According to Genaro C. Armas of the Associated Press, the former Atlanta Hawks head coach described how difficult it was to stop the Greek Freak: "It was miserable coaching against him, and I'm so happy to be [saying], '34's on my team?' That's like really cool. He's a nightmare to coach against, to game-plan, to figure out how you can keep him away from the basket."
Budenholzer is taking over a Bucks team that has reached the playoffs in each of the past two seasons thanks largely to Antetokounmpo's contributions.

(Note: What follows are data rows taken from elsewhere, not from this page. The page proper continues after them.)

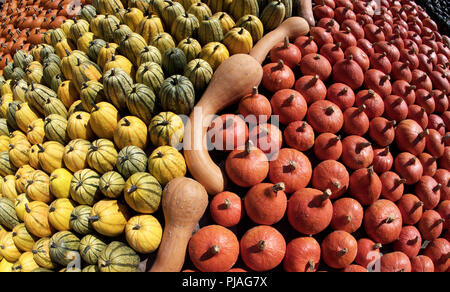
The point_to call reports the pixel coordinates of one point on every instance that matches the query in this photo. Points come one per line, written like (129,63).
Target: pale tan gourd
(234,78)
(184,201)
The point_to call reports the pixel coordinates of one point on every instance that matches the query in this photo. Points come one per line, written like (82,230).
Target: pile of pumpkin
(358,177)
(89,121)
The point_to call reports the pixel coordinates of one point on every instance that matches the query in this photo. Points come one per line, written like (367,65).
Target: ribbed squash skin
(8,217)
(141,102)
(190,47)
(118,257)
(112,184)
(75,154)
(117,85)
(131,159)
(166,163)
(22,238)
(91,246)
(173,61)
(253,25)
(79,221)
(185,25)
(199,72)
(102,155)
(63,247)
(177,94)
(150,74)
(149,54)
(210,30)
(273,14)
(143,233)
(41,253)
(84,187)
(143,193)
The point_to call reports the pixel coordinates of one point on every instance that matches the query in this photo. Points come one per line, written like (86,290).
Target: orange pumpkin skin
(339,249)
(302,255)
(247,167)
(262,195)
(213,248)
(310,211)
(262,248)
(226,209)
(422,264)
(292,168)
(383,221)
(395,262)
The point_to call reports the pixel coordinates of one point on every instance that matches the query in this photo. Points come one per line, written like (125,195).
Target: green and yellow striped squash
(166,163)
(41,253)
(78,126)
(104,119)
(8,216)
(143,233)
(185,25)
(177,95)
(150,74)
(59,213)
(150,26)
(117,85)
(75,154)
(36,219)
(91,246)
(118,257)
(79,220)
(131,159)
(23,240)
(273,15)
(91,93)
(130,130)
(166,128)
(38,187)
(141,102)
(162,41)
(102,155)
(143,193)
(112,184)
(84,187)
(199,72)
(214,53)
(109,217)
(64,246)
(55,128)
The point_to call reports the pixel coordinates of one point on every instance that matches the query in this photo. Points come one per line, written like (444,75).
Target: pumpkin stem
(215,249)
(261,245)
(388,220)
(437,188)
(93,218)
(132,189)
(377,246)
(311,265)
(286,43)
(278,187)
(329,110)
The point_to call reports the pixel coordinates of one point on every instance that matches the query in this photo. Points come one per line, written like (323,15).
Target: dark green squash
(91,246)
(199,72)
(79,221)
(118,257)
(141,102)
(173,62)
(131,159)
(63,247)
(177,95)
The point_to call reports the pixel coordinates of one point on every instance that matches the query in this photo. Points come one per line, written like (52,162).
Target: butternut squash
(234,78)
(184,201)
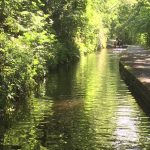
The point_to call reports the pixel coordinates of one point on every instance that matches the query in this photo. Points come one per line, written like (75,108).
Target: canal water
(85,106)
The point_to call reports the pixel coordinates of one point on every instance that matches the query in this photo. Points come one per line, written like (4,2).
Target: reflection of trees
(60,84)
(23,131)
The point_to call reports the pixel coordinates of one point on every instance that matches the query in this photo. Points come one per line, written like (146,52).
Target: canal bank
(134,68)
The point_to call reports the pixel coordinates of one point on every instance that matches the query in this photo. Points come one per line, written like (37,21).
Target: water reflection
(86,106)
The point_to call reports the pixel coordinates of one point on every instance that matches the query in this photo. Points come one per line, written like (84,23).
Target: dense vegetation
(131,21)
(38,34)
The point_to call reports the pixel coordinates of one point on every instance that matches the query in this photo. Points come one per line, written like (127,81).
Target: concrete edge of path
(134,67)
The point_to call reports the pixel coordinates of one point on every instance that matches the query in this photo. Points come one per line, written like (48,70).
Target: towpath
(135,70)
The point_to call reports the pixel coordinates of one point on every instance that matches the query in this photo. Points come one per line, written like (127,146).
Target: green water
(85,106)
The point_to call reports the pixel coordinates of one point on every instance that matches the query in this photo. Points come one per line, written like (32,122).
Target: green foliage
(132,22)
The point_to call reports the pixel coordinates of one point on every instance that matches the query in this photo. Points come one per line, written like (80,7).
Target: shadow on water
(85,106)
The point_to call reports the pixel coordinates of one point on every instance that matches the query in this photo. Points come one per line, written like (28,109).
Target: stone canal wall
(135,70)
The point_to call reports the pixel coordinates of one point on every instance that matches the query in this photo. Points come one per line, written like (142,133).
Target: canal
(85,106)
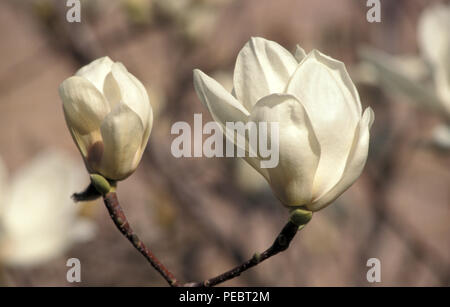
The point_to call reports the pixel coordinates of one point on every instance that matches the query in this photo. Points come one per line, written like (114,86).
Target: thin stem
(280,244)
(120,220)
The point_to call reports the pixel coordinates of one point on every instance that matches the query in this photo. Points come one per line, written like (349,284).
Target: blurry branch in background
(383,173)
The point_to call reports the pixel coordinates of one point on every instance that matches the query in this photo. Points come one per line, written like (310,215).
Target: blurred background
(202,216)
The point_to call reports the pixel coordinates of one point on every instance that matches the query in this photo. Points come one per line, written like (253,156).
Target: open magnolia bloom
(323,137)
(38,222)
(109,115)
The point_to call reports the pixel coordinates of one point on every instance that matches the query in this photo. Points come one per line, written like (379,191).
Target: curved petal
(221,104)
(96,71)
(122,133)
(332,103)
(300,53)
(84,106)
(130,90)
(355,162)
(299,151)
(263,67)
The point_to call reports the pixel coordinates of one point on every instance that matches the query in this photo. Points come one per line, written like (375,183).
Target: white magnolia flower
(38,221)
(109,115)
(323,138)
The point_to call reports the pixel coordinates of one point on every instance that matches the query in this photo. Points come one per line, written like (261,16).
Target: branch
(298,220)
(121,222)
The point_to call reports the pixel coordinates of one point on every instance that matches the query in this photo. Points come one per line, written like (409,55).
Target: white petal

Antetokounmpo is coming off his best season, as the two-time All-Star averaged 26.9 points, 10.0 rebounds and 4.8 assists per game in 2017-18. He also shot a career-best 52.9 percent from the field.
Additionally, Giannis helped the Bucks push the Boston Celtics to seven games in the first round of the playoffs with averages of 25.7 points, 9.6 rebounds and 6.3 assists.
Antetokounmpo faced Budenholzer and the Hawks three times last season, and the results weren't pretty for Atlanta, as he put up 27.0 points, 12.7 rebounds and 5.3 assists per contest.
After leading the Hawks to the playoffs in four straight seasons, Budenholzer was undermanned in 2017-18, which resulted in Atlanta's 24-58 finish.
Budenholzer will have much more talent at his disposal in Milwaukee with the likes of Eric Bledsoe, Khris Middleton, Thon Maker and Malcolm Brogdon surrounding Antetokounmpo.
With Budenholzer and Giannis leading the way, the Bucks have a strong chance to advance past the first round of the playoffs for the first time since 2000-01.